In patients with XLH, mutations in the PHEX gene result in the increased activity of a protein called FGF23, inhibiting the ability of kidneys to reabsorb phosphate. This leads to the excretion of phosphate in the urine, resulting in low phosphate levels in the blood that then cause bone deformities and weakness.

How does hemiepiphysiodesis work?

Hemiepiphysiodesis works by inhibiting one side of the physis (or growth plate of a bone) to halt bone growth on that side. This allows the other side of the bone to grow normally, enabling the correction of the angular deformity.

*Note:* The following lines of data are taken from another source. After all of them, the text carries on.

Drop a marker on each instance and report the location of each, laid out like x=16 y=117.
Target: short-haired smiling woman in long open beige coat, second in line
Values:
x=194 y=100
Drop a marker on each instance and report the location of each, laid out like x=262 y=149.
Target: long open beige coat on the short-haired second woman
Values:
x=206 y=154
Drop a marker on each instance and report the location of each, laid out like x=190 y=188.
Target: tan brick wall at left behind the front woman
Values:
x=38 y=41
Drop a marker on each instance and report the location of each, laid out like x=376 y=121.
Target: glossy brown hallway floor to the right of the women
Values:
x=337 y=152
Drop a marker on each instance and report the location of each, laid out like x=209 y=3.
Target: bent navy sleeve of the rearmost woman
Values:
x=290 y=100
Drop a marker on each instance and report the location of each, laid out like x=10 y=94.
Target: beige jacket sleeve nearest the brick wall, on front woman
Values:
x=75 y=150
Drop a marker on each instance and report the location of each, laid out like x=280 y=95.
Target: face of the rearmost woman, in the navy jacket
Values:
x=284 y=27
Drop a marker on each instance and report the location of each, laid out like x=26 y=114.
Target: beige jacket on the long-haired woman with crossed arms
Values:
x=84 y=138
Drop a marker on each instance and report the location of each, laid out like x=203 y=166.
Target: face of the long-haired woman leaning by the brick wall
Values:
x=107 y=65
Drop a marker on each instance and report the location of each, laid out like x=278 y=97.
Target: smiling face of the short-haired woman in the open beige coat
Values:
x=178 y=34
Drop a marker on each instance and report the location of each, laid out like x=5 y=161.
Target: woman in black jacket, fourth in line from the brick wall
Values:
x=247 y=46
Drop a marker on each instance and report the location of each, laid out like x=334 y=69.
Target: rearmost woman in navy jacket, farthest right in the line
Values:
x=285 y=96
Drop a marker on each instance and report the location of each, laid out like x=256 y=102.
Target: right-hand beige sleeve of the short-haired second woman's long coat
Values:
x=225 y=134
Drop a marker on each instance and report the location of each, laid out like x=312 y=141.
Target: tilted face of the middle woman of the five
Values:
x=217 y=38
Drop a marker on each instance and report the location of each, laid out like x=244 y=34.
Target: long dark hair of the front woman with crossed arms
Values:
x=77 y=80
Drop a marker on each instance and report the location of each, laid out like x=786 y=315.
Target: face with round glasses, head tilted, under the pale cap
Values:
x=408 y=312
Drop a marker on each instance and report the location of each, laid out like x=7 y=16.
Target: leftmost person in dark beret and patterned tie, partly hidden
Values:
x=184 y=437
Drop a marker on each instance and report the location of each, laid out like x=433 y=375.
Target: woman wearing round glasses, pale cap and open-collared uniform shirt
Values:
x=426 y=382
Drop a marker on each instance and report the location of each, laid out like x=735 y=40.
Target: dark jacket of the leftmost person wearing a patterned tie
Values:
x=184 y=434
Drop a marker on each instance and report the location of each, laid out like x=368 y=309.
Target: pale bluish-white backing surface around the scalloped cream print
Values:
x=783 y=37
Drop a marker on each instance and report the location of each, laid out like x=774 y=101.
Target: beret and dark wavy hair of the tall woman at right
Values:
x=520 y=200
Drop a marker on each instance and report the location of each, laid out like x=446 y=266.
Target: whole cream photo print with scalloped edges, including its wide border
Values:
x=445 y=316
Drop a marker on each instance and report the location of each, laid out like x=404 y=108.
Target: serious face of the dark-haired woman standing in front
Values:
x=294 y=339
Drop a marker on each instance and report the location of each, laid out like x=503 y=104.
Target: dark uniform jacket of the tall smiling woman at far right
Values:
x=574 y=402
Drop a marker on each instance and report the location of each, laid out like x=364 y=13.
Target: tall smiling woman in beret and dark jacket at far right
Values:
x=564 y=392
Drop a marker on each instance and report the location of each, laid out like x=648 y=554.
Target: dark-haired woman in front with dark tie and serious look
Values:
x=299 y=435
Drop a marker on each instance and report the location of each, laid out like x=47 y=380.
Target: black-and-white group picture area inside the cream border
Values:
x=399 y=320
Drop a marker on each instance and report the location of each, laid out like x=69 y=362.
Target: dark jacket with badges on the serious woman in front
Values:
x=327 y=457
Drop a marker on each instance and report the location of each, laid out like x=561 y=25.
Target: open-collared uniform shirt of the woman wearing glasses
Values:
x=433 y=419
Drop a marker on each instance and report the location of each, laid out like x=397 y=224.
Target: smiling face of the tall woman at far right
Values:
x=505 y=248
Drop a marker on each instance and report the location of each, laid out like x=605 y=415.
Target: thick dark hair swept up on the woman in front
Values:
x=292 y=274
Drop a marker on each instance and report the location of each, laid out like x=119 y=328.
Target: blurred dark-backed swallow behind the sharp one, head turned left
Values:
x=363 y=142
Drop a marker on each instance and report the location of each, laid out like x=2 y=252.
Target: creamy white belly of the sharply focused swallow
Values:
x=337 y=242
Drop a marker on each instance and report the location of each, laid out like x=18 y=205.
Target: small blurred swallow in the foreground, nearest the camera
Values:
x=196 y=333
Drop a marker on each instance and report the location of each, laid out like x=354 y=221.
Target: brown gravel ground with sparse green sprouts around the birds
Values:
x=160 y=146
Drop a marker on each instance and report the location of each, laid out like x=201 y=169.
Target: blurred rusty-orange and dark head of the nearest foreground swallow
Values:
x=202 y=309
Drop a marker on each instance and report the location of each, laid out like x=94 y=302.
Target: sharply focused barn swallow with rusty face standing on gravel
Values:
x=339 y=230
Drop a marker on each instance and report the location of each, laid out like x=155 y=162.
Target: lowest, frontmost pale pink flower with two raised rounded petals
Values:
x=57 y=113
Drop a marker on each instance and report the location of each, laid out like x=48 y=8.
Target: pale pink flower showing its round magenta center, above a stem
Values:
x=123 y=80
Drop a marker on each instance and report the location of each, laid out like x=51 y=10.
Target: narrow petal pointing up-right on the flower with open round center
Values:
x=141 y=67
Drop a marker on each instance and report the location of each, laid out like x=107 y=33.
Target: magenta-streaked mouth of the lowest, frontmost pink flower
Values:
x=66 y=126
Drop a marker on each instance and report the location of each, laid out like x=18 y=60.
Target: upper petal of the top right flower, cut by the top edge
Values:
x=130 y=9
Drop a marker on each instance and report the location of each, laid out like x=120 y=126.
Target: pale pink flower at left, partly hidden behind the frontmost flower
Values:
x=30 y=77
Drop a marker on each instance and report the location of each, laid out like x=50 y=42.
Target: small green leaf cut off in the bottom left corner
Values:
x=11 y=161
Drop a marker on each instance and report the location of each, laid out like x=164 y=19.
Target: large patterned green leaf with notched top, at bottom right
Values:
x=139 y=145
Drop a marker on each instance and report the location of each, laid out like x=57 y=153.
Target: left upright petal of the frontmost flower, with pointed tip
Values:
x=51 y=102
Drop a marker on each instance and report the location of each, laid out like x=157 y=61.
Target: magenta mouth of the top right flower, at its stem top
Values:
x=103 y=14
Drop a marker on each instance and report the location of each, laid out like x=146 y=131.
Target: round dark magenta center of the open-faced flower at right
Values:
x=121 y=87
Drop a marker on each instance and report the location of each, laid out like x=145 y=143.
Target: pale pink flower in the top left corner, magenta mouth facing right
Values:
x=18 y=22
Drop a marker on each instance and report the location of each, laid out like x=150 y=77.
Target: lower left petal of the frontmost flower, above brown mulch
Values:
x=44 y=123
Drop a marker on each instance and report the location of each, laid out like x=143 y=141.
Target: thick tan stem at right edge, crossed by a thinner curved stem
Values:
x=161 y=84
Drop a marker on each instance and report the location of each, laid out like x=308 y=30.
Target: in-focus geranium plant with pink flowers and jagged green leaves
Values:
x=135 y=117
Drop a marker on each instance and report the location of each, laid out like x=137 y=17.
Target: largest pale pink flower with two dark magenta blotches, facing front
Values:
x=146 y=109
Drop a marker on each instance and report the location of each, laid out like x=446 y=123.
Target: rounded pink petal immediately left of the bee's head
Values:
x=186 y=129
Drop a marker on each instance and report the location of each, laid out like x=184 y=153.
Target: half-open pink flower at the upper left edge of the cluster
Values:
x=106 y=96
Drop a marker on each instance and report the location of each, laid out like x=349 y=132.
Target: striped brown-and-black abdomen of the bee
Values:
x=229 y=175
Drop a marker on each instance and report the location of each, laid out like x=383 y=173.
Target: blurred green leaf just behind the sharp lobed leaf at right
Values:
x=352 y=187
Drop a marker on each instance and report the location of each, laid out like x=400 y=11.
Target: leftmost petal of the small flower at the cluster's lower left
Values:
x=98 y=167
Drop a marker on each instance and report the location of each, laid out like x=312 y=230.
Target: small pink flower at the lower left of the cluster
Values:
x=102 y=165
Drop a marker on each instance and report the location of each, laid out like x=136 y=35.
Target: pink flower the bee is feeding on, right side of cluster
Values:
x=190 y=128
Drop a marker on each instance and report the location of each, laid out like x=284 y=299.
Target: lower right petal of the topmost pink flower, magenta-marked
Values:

There are two types of hemiepiphysiodesis: temporary and permanent.

Temporary hemiepiphysiodesis

Temporary hemiepiphysiodesis is done by using staples or tension band plates that exert pressure on one side of the growth plate, and that can be removed once the deformity is corrected. Tension band plates are comprised of a two-hole plate with two screws on either side of the growth plate. This creates a non-rigid control outside the growth plate.

Temporary hemiepiphysiodesis is followed by physiotherapy and regular assessment of bone function.

Permanent hemiepiphysiodesis

Permanent hemiepiphysiodesis involves destroying one side of the growth plate by mechanical or thermal methods to allow bone growth through the remaining healthy growth plate.

This procedure is generally considered in cases when stapling or implanting tension band plates are difficult. It is effective but requires a perfect assessment of the timing of the surgery and precise calculation of remaining natural bone growth.

Limitations of hemiepiphysiodesis

Hemiepiphysiodesis is associated with a high risk of recurrence of the limb deformity. Thus, it is better to delay the surgery until closer to the end of skeletal growth. Poor timing can lead to a length mismatch, resulting in poor outcomes.

Temporary hemiepiphysiodesis can be complicated by migration or breakage of staples or plates, premature permanent physeal closure, and overcorrection. The use of staples also has numerous limitations such as staple failure, breakage, and extrusion from the bone.